Il ne faut surtout pas s'arrêter au titre français et à l'illustration, franchement racoleurs. On pourrait s'attendre à du cyberpunk bourrin dopé aux amphétamines... ce qui ne serait pas faux d'ailleurs, mais juste très incomplet.
Autant le dire tout de suite, Le Samouraï virtuel vaut plus par la description de l'univers qu'il présente que par l'histoire proprement dite, à l'instar de Tous à Zanzibar de John Brunner. Dès 1992 (!!!), Neal Stephenson met en place un "Métavers", planète informatique virtuelle, où chacun peut faire des rencontres, du commerce ou se construire un nouveau chez-soi bien à l'abri dans un avatar fait sur mesure. En gros, l'auteur nous décrit Second Life plus de dix ans avant sa sortie... En ce qui concerne le monde "réel", il faudra attendre un peu afin de savoir si Stephenson est réellement un visionnaire. La société décrite (enfin... l'Amérique du Nord, évidemment) est un conglomérat de petits territoires aux mains d'organisations privées, commerciales, mafieuses ou gouvernementales qui y dictent leurs lois propres. Il en résulte une sorte d'anarchie maîtrisée où les parrains siciliens sont de braves types et les agents fédéraux des ordures à faire passer Staline pour un enfant de chœur. Un programme réjouissant.

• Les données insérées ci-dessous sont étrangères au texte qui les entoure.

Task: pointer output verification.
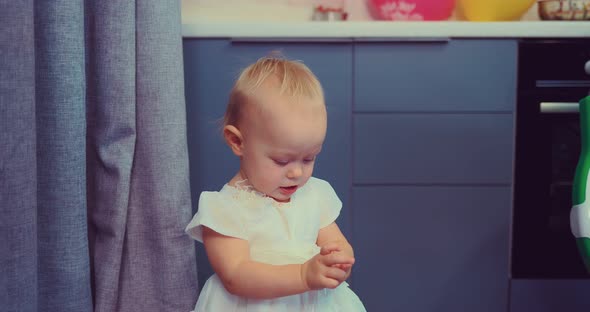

Sauf que c'est souvent un peu lourd à la lecture. Le livre est plutôt long (presque 600 pages) et certains passages nous le font ressentir. La faute à une intrigue un peu bancale qui alterne constamment entre le premier et le second degré, laissant le lecteur le cul entre deux chaises. L'auteur veut brasser beaucoup de sujets différents et fondamentaux (le langage, la religion, la manipulation, les libertés, la technologie ...) et a parfois tendance à les survoler, malgré des idées excellentes à la pelle. Le Métavers est sous-exploité. Les personnages sont beaucoup trop caricaturaux. C'est voulu mais on reste en-dehors : le héros protagoniste se nomme... Hiro Protagoniste et alors qu'il est présenté comme un loser, on découvre qu'il n'est ni plus ni moins que le meilleur hacker et sabreur du monde. Alors oui, il est marrant et ne manque pas de charisme, comme la plupart des autres personnages... mais cela donne une teinte artificielle au tout. Heureusement, la base historico-ésotérique qui réécrit brillamment le mythe de la Tour de Babel dans une analogie maligne entre les langages humain et informatique est absolument passionnante.
La Samouraï virtuel est un très bon livre de science-fiction, moins accessible qu'il n'y paraît, et Neal Stephenson maîtrise parfaitement son sujet. Mais est-il un bon raconteur d'histoire pour autant ? Rien n'est moins sûr.